İmal edilmiş güvenlik kaygısının yarattığı başka bir sonuç da toplumun en güvencesiz kesimlerinin marjinalleştirilerek hedefe alındığı ve çoğunlukla cezasızlıkla sonuçlanan şiddet. Şu anda özgürce yapılabilen tek şeyin hem iktidar tarafından hem de faşist argümanların anaakımlaşmasıyla tehdit ilan edilen, toplumun en güvencesiz kesimlerine yönelik saldırganlık olduğunu söylemek pek de abartı sayılmaz.
Toplumda biriken öfkenin sermaye sınıfına ve onun temsilcisi iktidara yönelmesinin tüm araçlarını ortadan kaldırmaya, demokratik kanalları tıkamaya, grev örgütleyen sendikacıyı hapisle, toplumsal muhalefeti operasyonlar ve kolluk gücü zoruyla baskı altına almaya çalışan iktidar eşzamanlı olarak öfkeyi üzerinden savuşturmak için cezasızlığın garanti edildiği bir ödül mekanizmasını devreye sokuyor. Yoksulun, kendinden daha zayıf ve korunmasız görünene saldırma özgürlüğü!
Mücadele devam ediyor
Yasanın meclisten geçmesinin sokaktaki harekette demoralizasyona yol açtığı, birçok aktivistin köpekleri korumak için haklı olarak mahallesine çekildiği görülüyor. Ancak mücadele bitmiş değil, AYM’den yasanın iptali yönünde bir karar çıkabilir. Bunun için mücadeleye, sokak eylemliliklerini sürdürmeye, nefreti örgütleyen tetikçi “Güvenli Sokaklar Derneği” gibi yapıların kapatılmasını talep etmeye devam etmeliyiz. Toplamaları engellemeye, katliamları durdurmaya, tek tek her sokak hayvanını korumaya çalışan birçok hayvan aktivisti için bir yandan da yasayı durdurma mücadelesini örgütlemek yorucu ve yıpratıcı bir süreç.
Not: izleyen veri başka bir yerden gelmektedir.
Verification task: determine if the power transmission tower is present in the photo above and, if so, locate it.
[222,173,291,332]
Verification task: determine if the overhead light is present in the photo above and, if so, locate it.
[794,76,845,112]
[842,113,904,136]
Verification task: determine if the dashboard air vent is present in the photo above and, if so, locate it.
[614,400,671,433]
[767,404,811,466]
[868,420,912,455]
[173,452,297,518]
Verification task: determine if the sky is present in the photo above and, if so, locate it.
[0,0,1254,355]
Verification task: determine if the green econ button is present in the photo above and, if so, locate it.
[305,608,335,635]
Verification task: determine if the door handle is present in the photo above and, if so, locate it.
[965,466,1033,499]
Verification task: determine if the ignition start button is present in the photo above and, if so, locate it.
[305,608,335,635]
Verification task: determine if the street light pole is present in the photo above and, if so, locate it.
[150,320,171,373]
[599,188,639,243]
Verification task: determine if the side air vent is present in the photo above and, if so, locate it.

Sokak hayvanlarının özgürlüğü meselesi sağın hedef listesindeki tüm kesimlerin özgürlük mücadelesine göbekten bağlıyken hepimizin kurtuluşu için ortak bir hareketi inşa etmek zorundayız. Bu saldırı dalgasını göğüslemenin yolu, meseleleri kendi alanına izole başlıklar olarak ele almayan bir politik çizgi ile birleşik mevziler, zeminler yaratabilmekten geçiyor. Bu iklimi dağıtmadan hiçbirimiz güvende değiliz.